Making A.P. special

September 09, 2016 01:29 am | Updated November 29, 2021 01:25 pm IST

How special can ‘special’ be? That Andhra Pradesh, post-bifurcation, needed a helping hand from the Centre was never in question. But the modalities of the >special status the State wanted , needed to be worked out. Could it be declared a Special Category State, or was the right way to grant it a special financial package that did not require meeting the mandated requirements for Special Category status? A.P. does not qualify as a Special Category State; it has neither geographical disadvantages such as hilly terrain nor historical disadvantages such as socio-economic and infrastructural backwardness and unviable finances. Eventually, when the Centre >announced a special package , the emphasis was on assisting the State on the basis of the road map laid down in the Andhra Pradesh Reorganisation Act, an oral commitment made in 2014 by Prime Minister Manmohan Singh, the report of the 14th Finance Commission and the recommendations of the Niti Aayog. The package, valid for five years till 2020, might not have everything that Chief Minister N. Chandrababu Naidu had asked for, but meets most of the reasonable expectations of a State struggling to recover from bifurcation and dealing with the imminent loss of the capital city, Hyderabad. The Polavaram irrigation project was declared a national project; a railway zone was to be formed in the State and the Central Board of Direct Taxes was to issue two notifications on tax concessions. Special Category status could only have been a crutch; the package might be the stimulus that it needs after bifurcation. Under the circumstances, this is a good deal.

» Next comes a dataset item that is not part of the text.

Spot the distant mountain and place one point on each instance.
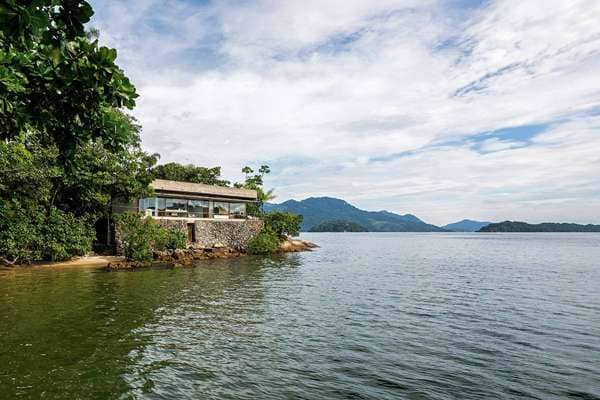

However, the political battle over the Special Category status is not going to get over soon. Opposition parties, led by the Congress and the YSR Congress, have targeted Mr. Naidu for failing to convince the Centre. That his Telugu Desam Party is in alliance with the Bharatiya Janata Party will invite charges of a sell-out of A.P.’s interests. Union Minister M. Venkaiah Naidu of the BJP, perhaps anticipating this reaction, indicated that the Centre’s support would be a continuous process. The TDP government must look ahead, and use the special package to boost growth and create conditions for employment generation. While concentrating resources on building the capital at Amaravati, Mr. Naidu must not lose sight of the immediate development goal: the livelihood concerns of ordinary people. That could be his political legacy: a Chief Minister who saw the State through a difficult phase and laid the foundation for a robust economy.